Reports suggest that the expected
mutiny amongst Tory MPs over the plans to unilaterally tear up an
international agreement may have been over-exaggerated, as the majority of the
expected rebels guard their silence. Maybe they are just biting their tongues waiting
for the right moment; maybe they are basically happy with the UK government
breaching international law as and when it sees fit; or maybe they have been
gullible enough to believe the suggestion being put about by some Johnson supporters
that it is all a gigantic bluff, designed to shock the EU into rolling over and
agreeing to whatever the UK government wants.

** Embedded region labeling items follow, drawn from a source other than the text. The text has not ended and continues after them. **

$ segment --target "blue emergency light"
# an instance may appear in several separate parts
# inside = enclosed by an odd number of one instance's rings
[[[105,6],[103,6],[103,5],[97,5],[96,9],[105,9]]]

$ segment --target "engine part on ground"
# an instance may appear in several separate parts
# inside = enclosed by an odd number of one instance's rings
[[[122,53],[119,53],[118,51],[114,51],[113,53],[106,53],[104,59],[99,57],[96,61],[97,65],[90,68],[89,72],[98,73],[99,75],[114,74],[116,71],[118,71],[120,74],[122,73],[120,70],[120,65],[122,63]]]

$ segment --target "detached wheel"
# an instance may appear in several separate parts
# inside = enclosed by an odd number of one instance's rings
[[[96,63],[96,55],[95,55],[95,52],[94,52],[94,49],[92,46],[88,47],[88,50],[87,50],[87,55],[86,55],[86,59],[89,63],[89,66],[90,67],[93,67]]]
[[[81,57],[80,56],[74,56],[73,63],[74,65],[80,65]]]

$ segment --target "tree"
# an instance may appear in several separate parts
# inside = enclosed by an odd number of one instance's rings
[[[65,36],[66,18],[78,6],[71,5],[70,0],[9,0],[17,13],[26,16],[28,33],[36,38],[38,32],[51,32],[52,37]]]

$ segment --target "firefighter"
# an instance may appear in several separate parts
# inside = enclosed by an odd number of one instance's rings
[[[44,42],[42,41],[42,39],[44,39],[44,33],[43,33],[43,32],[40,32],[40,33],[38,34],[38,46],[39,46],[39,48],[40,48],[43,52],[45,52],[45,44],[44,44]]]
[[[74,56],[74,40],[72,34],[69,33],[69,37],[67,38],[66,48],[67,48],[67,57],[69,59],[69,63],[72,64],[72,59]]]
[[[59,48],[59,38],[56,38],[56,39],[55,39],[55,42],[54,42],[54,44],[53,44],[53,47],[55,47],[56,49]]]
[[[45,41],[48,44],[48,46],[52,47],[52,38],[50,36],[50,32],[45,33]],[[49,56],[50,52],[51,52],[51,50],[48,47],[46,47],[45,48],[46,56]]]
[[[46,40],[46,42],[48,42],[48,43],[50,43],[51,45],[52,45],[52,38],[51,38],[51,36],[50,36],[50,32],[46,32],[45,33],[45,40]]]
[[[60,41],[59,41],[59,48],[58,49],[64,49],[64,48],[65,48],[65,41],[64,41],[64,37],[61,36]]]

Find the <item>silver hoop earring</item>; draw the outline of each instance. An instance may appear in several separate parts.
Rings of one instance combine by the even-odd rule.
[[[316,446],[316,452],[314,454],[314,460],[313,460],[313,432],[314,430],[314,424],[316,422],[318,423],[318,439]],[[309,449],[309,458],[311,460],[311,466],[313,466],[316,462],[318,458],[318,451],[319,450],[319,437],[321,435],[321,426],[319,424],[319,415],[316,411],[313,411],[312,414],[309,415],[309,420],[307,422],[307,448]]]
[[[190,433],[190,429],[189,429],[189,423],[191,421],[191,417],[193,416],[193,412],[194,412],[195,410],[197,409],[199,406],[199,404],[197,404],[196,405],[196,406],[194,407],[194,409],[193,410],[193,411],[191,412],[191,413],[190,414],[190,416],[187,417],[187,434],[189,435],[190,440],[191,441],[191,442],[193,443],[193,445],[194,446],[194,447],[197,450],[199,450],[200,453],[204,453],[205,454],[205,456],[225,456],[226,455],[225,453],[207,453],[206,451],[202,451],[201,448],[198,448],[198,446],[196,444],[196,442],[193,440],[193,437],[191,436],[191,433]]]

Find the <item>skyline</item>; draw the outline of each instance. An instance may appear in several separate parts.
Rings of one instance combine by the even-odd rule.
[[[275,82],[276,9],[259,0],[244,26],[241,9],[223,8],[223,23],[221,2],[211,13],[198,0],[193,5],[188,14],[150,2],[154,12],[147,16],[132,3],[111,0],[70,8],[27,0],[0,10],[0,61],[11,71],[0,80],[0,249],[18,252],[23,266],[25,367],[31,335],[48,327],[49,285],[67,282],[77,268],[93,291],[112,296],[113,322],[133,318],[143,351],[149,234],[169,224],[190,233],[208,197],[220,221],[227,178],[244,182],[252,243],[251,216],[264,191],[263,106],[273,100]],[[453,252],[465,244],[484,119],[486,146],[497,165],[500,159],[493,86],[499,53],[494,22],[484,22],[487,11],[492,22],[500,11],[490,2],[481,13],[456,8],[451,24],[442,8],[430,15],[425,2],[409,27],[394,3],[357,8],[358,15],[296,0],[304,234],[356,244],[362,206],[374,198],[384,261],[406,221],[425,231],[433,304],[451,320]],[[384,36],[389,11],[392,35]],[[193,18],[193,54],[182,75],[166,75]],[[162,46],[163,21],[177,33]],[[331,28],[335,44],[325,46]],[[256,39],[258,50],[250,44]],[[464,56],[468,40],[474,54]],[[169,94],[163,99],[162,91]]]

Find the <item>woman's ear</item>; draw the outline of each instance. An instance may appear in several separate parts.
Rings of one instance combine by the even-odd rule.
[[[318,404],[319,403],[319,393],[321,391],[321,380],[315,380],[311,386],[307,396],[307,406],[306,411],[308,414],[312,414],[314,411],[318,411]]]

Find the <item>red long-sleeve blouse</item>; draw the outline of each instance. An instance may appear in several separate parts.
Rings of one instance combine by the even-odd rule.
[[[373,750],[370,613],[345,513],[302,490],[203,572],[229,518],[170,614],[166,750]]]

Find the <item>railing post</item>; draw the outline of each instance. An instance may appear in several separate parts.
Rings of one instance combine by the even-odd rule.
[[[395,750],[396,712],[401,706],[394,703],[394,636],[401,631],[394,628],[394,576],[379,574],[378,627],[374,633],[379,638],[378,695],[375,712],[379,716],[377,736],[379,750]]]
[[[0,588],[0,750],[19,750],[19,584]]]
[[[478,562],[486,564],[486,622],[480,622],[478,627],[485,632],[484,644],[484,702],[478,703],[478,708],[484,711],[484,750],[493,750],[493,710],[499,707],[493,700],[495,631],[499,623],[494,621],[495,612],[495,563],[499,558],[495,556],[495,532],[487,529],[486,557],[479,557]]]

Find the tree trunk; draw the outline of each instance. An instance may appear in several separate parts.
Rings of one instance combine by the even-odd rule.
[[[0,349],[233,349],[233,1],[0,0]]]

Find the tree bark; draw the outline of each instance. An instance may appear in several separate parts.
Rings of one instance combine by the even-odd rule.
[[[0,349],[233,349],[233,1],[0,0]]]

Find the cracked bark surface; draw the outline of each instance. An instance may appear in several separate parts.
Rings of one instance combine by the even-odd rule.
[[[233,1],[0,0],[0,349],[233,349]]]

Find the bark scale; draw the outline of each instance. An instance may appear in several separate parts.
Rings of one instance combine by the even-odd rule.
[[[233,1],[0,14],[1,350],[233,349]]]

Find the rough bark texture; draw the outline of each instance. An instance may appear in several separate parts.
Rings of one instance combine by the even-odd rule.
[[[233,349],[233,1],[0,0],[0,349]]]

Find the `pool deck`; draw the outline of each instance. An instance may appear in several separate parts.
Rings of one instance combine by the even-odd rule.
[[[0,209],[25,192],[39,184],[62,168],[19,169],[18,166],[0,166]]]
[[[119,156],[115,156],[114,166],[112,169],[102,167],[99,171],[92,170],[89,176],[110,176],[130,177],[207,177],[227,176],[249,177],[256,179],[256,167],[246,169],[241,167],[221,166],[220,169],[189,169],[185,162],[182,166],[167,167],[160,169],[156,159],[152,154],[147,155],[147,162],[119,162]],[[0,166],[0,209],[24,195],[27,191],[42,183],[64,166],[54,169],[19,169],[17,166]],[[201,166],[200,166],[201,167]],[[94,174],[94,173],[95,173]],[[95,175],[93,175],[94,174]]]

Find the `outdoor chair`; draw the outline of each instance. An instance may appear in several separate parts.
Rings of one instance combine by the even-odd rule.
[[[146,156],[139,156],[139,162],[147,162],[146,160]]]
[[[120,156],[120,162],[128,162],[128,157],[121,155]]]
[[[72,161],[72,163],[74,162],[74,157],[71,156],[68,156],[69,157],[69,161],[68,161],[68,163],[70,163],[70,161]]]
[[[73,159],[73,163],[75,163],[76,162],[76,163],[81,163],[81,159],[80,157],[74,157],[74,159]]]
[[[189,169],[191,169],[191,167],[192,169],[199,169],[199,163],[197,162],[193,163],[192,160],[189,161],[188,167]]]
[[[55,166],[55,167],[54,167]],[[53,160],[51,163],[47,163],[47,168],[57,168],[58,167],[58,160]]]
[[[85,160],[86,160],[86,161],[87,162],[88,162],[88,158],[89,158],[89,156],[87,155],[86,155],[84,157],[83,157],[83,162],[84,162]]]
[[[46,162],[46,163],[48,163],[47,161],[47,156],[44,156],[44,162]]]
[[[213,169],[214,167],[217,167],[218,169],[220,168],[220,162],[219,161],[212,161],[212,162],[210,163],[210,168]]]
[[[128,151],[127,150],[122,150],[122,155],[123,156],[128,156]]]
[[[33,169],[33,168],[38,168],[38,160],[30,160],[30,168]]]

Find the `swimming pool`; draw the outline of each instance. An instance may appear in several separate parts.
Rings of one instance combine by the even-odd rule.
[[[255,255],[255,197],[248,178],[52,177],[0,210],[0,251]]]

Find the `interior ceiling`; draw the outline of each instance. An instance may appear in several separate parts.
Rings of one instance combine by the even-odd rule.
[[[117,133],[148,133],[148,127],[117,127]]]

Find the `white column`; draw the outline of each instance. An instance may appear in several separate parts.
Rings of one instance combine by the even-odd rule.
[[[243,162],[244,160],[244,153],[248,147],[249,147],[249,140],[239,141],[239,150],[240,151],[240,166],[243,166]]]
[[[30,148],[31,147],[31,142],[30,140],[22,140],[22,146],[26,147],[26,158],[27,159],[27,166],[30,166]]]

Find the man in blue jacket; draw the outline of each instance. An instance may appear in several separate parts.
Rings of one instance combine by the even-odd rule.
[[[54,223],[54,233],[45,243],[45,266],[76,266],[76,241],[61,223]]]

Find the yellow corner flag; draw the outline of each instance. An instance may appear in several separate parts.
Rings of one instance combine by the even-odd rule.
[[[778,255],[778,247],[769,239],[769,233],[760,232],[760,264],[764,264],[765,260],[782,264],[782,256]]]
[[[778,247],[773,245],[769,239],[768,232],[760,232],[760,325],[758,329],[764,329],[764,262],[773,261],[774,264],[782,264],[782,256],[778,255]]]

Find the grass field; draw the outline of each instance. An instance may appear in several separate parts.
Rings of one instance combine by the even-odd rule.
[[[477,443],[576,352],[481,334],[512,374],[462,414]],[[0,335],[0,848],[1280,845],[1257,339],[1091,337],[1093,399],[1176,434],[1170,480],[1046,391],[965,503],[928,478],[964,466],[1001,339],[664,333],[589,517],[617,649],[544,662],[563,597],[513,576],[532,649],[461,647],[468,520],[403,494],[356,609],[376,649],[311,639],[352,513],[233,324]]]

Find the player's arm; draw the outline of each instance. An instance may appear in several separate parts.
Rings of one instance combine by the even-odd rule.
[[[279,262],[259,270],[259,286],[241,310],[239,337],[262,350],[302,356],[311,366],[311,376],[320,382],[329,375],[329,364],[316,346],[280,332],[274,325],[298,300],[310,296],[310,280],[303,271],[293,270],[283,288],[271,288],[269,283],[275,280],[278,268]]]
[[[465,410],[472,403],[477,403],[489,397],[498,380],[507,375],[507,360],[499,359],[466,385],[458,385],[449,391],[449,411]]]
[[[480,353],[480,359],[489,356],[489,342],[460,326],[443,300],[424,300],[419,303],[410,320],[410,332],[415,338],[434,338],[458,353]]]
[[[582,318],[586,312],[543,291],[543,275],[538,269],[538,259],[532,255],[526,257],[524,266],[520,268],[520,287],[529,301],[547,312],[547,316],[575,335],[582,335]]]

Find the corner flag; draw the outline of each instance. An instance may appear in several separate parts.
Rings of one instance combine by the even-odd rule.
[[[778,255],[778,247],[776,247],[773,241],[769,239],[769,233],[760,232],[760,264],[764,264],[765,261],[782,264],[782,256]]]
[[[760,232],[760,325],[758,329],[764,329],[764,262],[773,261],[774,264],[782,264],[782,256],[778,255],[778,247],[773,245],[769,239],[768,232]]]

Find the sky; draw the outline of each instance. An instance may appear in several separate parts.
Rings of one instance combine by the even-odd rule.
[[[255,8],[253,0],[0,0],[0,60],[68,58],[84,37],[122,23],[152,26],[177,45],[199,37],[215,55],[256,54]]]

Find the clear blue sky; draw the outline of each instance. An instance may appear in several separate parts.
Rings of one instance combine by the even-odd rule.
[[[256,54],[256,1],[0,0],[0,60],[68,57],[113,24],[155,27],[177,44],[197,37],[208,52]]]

The last of those seems the likeliest. The
report tells us, for example, that “One MP said the party was trying not to
criticise the government in case it jeopardised the chances of Liz Truss, the
foreign secretary, returning to the negotiating table, and that they were
hoping the legislation would never have to come to a vote”. There are two
slight problems with that analysis, though. The first is that it’s not the
first time that the PM will have got something through on the basis of a false
promise that he didn’t really mean it, although that doesn’t prevent Tory MPs
being gullible enough to believe him. The second is that it sort of assumes
that no-one of any importance in the EU will be able to read the same reports.
But then, assuming that all foreigners are stupid is what English
exceptionalists do. In the real world, knowing that the UK government will
struggle to get the bill through both houses of parliament, that the process is
likely to take up to eighteen months, and that the shelf life of the current PM
is likely to be a lot less than that, it’s just possible that those foreigners
will be astute enough to conclude that they might be better off waiting to see
who the successor is, and whether he or she is any more trustworthy, before
agreeing to any renegotiation. Which means, of course, that this cunning ploy
to speed up change is more likely to delay it. That is an entirely normal
outcome for the sort of ‘cunning’ plan devised by Johnson, even if he never
expects it.
It is all, however, helping the PM to
achieve one of his main stated aims, that of uniting the country. He could soon
become the most successful Tory PM in history in terms of uniting the monarchy,
the nobility,
the clergy
of the established church in England (long-known as ‘the Tory
Party at prayer’, the customarily Tory
press, and the electorate
at large, as well as the heads of government in Wales, Scotland
and Northern
Ireland. The only slight problem – for him at least – is that the thing
which is uniting them is opposition to him and his policies. Still, I’m sure
he'll find a way of describing it as a great success, and a majority of his MPs
can still be relied on to parrot the message. For now.